The lower Miocene lithologic Unit V (331.1-421.1 mbsf) is characterized by partially burrowed dark layers. No clay was observed in this unit. Lithologic Unit V is interpreted as a shallow marine transgressive deposit over a topographic high on the Marion Plateau basement. Within lithologic Unit V calcium carbonate content varies between 76 and 99 wt% and generally increases downhole. Subunit VA is dominated by packstones with unidentifiable silt-sized skeletal components. The distinguishing characteristic of Subunit VB is that the skeletal components are coarse, sand sized, and dominated by planktonic foraminifers.
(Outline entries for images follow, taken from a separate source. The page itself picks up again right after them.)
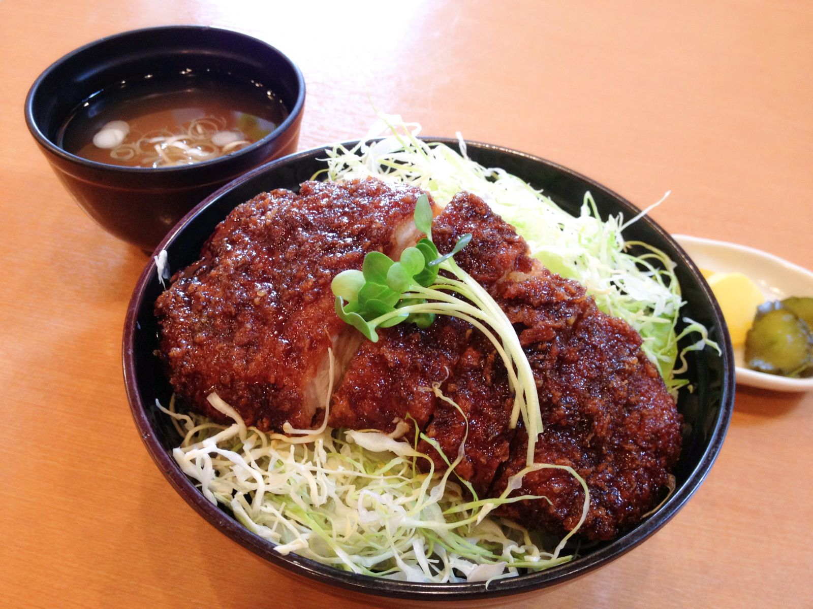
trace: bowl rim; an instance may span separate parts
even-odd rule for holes
[[[39,124],[34,119],[34,96],[37,94],[37,90],[41,85],[42,82],[56,69],[60,67],[63,64],[70,61],[76,56],[84,53],[93,47],[98,45],[108,42],[110,41],[115,41],[120,38],[126,38],[131,36],[142,35],[149,32],[167,32],[171,30],[182,30],[186,32],[215,32],[228,34],[231,36],[235,36],[241,38],[246,41],[254,42],[263,46],[267,47],[269,50],[277,54],[282,61],[284,61],[292,70],[296,83],[298,93],[297,93],[297,99],[293,106],[290,110],[289,110],[288,116],[285,117],[285,120],[282,121],[276,128],[271,132],[265,137],[261,140],[258,140],[254,144],[251,144],[246,148],[241,149],[237,152],[230,153],[222,157],[218,157],[217,158],[212,158],[208,161],[202,161],[201,162],[193,163],[191,165],[180,165],[176,166],[168,166],[168,167],[131,167],[123,165],[115,165],[113,163],[103,163],[98,161],[92,161],[91,159],[85,158],[85,157],[80,157],[78,154],[74,154],[65,150],[63,148],[58,146],[54,142],[51,141],[50,138],[46,136],[45,133],[40,128]],[[250,153],[263,145],[269,144],[270,142],[280,138],[283,134],[286,133],[289,129],[293,125],[297,120],[298,120],[300,115],[302,114],[302,109],[305,106],[305,77],[302,76],[302,71],[299,67],[294,63],[288,55],[280,51],[276,46],[268,44],[263,40],[258,38],[254,36],[250,36],[249,34],[244,33],[242,32],[238,32],[237,30],[228,29],[226,28],[214,28],[209,25],[159,25],[156,27],[150,28],[139,28],[137,29],[127,30],[126,32],[120,32],[118,33],[111,34],[109,36],[102,37],[102,38],[98,38],[97,40],[91,41],[85,45],[82,45],[76,49],[65,54],[53,63],[51,63],[48,67],[42,71],[37,80],[32,84],[31,87],[28,89],[28,93],[25,96],[25,103],[24,106],[25,114],[25,124],[28,127],[28,131],[31,135],[37,140],[37,143],[40,145],[43,149],[48,151],[48,153],[59,158],[63,161],[68,163],[84,166],[87,169],[93,169],[97,171],[113,171],[116,173],[129,174],[133,175],[143,175],[145,172],[149,172],[150,175],[172,175],[178,173],[189,174],[190,171],[200,171],[199,168],[202,167],[202,171],[206,171],[207,169],[211,168],[215,164],[226,164],[228,162],[235,162],[236,159],[240,159],[241,158],[246,156],[247,153]]]
[[[376,139],[380,138],[372,138],[365,141],[373,141]],[[439,142],[447,145],[457,145],[460,141],[457,138],[428,136],[420,136],[419,139],[426,142]],[[341,145],[344,145],[349,149],[355,144],[358,144],[359,141],[358,140],[350,140],[343,142]],[[493,144],[467,140],[465,140],[465,144],[469,149],[488,149],[501,154],[520,158],[546,166],[552,170],[583,180],[589,186],[591,190],[594,189],[593,192],[601,191],[603,194],[611,197],[622,208],[626,208],[625,210],[633,213],[638,211],[637,207],[615,192],[602,186],[598,182],[558,163],[547,161],[533,154]],[[723,375],[720,385],[720,412],[716,417],[713,430],[709,435],[707,445],[702,451],[698,464],[689,473],[683,486],[668,498],[667,502],[652,517],[639,523],[633,530],[628,531],[620,537],[611,541],[603,547],[590,553],[589,555],[589,560],[583,561],[580,559],[576,559],[572,562],[538,572],[528,573],[519,577],[496,580],[488,585],[486,585],[485,582],[482,581],[448,584],[396,581],[341,571],[333,567],[317,563],[293,553],[283,556],[273,550],[273,546],[270,542],[251,533],[248,529],[237,522],[237,520],[221,511],[220,508],[209,503],[203,494],[192,483],[190,479],[181,472],[180,469],[172,458],[172,456],[163,449],[158,438],[153,434],[145,404],[137,391],[133,341],[137,313],[144,301],[144,292],[147,285],[154,279],[156,273],[154,255],[157,255],[162,249],[164,249],[168,244],[173,242],[193,218],[228,191],[251,179],[259,173],[270,171],[278,165],[296,163],[315,153],[321,153],[333,145],[315,147],[272,161],[247,172],[213,192],[191,209],[167,234],[155,248],[153,253],[154,256],[150,257],[136,284],[132,300],[128,307],[124,328],[122,353],[124,385],[133,420],[141,434],[141,439],[156,465],[178,494],[195,511],[220,532],[243,547],[250,550],[259,557],[267,560],[272,566],[285,569],[290,575],[305,577],[322,585],[328,585],[334,588],[344,589],[368,596],[387,596],[405,600],[475,601],[528,593],[541,588],[549,587],[575,579],[606,564],[638,546],[672,520],[705,480],[720,453],[733,410],[734,360],[731,341],[728,338],[728,331],[722,312],[708,284],[703,279],[699,270],[683,248],[649,216],[645,216],[643,220],[648,222],[650,227],[661,238],[666,240],[674,247],[676,252],[679,254],[679,259],[675,261],[686,265],[689,273],[701,287],[705,300],[711,305],[715,323],[720,326],[720,334],[722,336],[722,340],[720,341],[722,343],[720,344],[720,358],[722,361]]]

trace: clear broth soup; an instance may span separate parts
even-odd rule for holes
[[[274,92],[254,80],[208,71],[150,74],[90,96],[65,122],[58,144],[101,163],[176,166],[241,150],[287,116]]]

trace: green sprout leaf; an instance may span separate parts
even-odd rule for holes
[[[336,297],[336,314],[339,316],[339,318],[342,322],[354,327],[373,343],[378,342],[378,335],[376,333],[376,329],[370,326],[367,322],[367,320],[359,313],[348,313],[341,303],[341,296]]]
[[[344,271],[337,275],[332,283],[336,313],[374,343],[378,341],[376,328],[388,328],[402,322],[426,328],[438,313],[459,317],[483,330],[508,372],[514,391],[511,425],[515,427],[520,416],[523,417],[528,430],[530,466],[537,437],[542,430],[531,365],[514,326],[499,305],[473,278],[450,261],[471,242],[472,235],[463,235],[451,252],[439,255],[432,242],[432,207],[426,196],[418,197],[415,224],[427,236],[414,248],[404,249],[398,262],[380,252],[370,252],[364,257],[361,271]],[[441,270],[453,275],[454,281],[450,281],[446,275],[438,281]],[[490,326],[490,330],[481,322]]]
[[[365,283],[364,287],[359,290],[358,302],[362,309],[365,309],[371,300],[380,300],[389,306],[394,307],[400,299],[400,293],[379,283]]]
[[[359,296],[359,291],[364,286],[364,274],[360,270],[351,269],[343,270],[333,278],[330,288],[333,294],[341,296],[346,300],[354,300]]]
[[[417,248],[406,248],[401,253],[401,260],[398,261],[410,277],[415,277],[426,266],[426,258]]]
[[[431,264],[432,261],[439,256],[437,248],[429,240],[422,239],[415,245],[415,249],[424,256],[424,269],[415,275],[415,280],[418,285],[428,287],[435,283],[435,279],[437,279],[437,271],[440,270],[437,266]]]
[[[364,262],[362,265],[362,272],[364,279],[373,283],[380,283],[382,286],[387,283],[387,271],[389,267],[395,264],[392,258],[380,252],[370,252],[364,257]]]
[[[387,271],[387,286],[399,294],[406,292],[412,281],[412,277],[406,273],[400,262],[393,264]]]

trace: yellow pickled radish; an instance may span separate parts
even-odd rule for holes
[[[708,269],[698,269],[700,274],[703,276],[703,279],[708,280],[708,279],[714,274],[713,270],[709,270]]]
[[[714,273],[708,283],[723,310],[732,344],[735,348],[744,345],[757,307],[765,301],[765,296],[756,283],[741,273]]]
Near the base of the unit, the larger benthic foraminifer Lepidocyclina is abundant, and glauconite infillings indicate reworking. Dolomite concentrations within lithologic Subunit V are ~10 wt% near the top and decrease to zero near the base. Porosity values show greater variability than in the overlying units superimposed onto the general decreasing trend resulting from compaction. Velocity and bulk density increase downhole within Unit V. MS and NGR show evidence of cyclicity. Unit V unconformably overlies the reddish brown olivine basaltic basement of Unit VI (421.1-421.7 mbsf).

Benthic foraminiferal assemblages suggest that water depths at Site 1194 increased from <100 m near the bottom of Subunit VB to >200 m near the base of Subunit IVA (264.5 mbsf). Above this interval, water depths progressively decreased to 30-50 m at the base of Subunit IIIA and increased to >200 m for the top 117.4 m of the section at Site 1194.
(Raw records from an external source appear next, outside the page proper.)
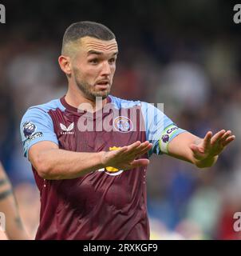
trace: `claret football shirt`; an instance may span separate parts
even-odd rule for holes
[[[94,114],[69,106],[65,97],[30,107],[20,126],[24,155],[42,141],[99,152],[148,140],[153,146],[142,158],[149,158],[167,153],[185,131],[152,104],[111,95],[107,102]],[[107,166],[66,180],[45,180],[32,169],[41,195],[36,239],[149,239],[146,168]]]

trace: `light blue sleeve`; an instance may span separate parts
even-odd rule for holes
[[[146,138],[153,144],[148,152],[150,157],[153,153],[161,154],[168,154],[168,143],[178,134],[186,132],[179,128],[162,110],[162,104],[157,107],[152,104],[141,102],[141,110],[144,116]]]
[[[39,107],[30,108],[21,121],[20,133],[24,156],[28,158],[30,148],[42,141],[50,141],[58,145],[52,118]]]

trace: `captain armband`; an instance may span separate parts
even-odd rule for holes
[[[168,144],[172,141],[175,134],[178,133],[180,128],[175,124],[168,126],[162,133],[160,139],[159,140],[159,147],[161,152],[168,153]]]

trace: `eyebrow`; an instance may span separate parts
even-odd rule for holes
[[[118,54],[118,52],[117,51],[113,54],[113,56],[117,55],[117,54]],[[94,50],[90,50],[88,51],[87,55],[91,55],[91,54],[103,55],[103,52]]]

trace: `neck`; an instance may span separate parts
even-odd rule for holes
[[[73,89],[69,86],[65,99],[69,105],[76,108],[81,108],[81,105],[83,104],[83,107],[89,112],[97,111],[107,103],[107,98],[100,101],[91,100],[79,89]]]

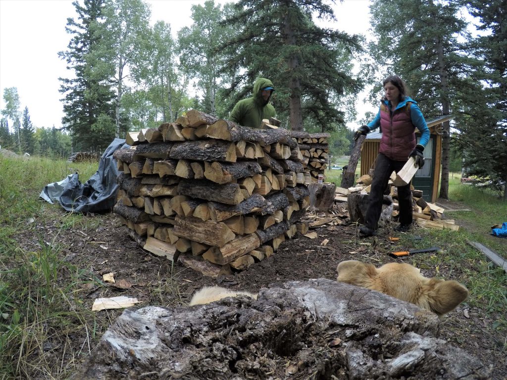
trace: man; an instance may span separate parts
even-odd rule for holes
[[[275,91],[273,83],[265,78],[259,78],[254,84],[252,97],[238,102],[231,111],[229,120],[244,127],[260,128],[263,119],[274,118],[275,108],[269,104]]]

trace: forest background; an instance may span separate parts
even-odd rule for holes
[[[276,84],[284,127],[329,132],[336,157],[351,148],[358,94],[371,89],[375,109],[382,80],[395,73],[427,120],[454,117],[441,131],[440,196],[448,198],[450,170],[464,167],[507,200],[504,3],[372,0],[367,40],[329,26],[336,19],[324,0],[209,0],[192,7],[193,23],[175,37],[169,24],[150,23],[142,0],[80,0],[59,53],[68,69],[59,78],[63,128],[36,129],[17,88],[2,88],[0,145],[65,157],[191,108],[227,118],[263,77]]]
Well- to moderately preserved nannofossils and planktonic foraminifers are generally abundant above 117.3 mbsf at Site 1194 and are rare to few and poorly preserved below this depth. Correspondingly, biostratigraphic resolution is relatively good above 117.3 mbsf and poor below. A hiatus of ~4 m.y. duration occurs at the upper Miocene hardground at 117.3 mbsf. Average sedimentation rates for Site 1194 are estimated to be 30 m/m.y. for the early to middle Miocene and 25 m/m.y. for the late Miocene to Pliocene.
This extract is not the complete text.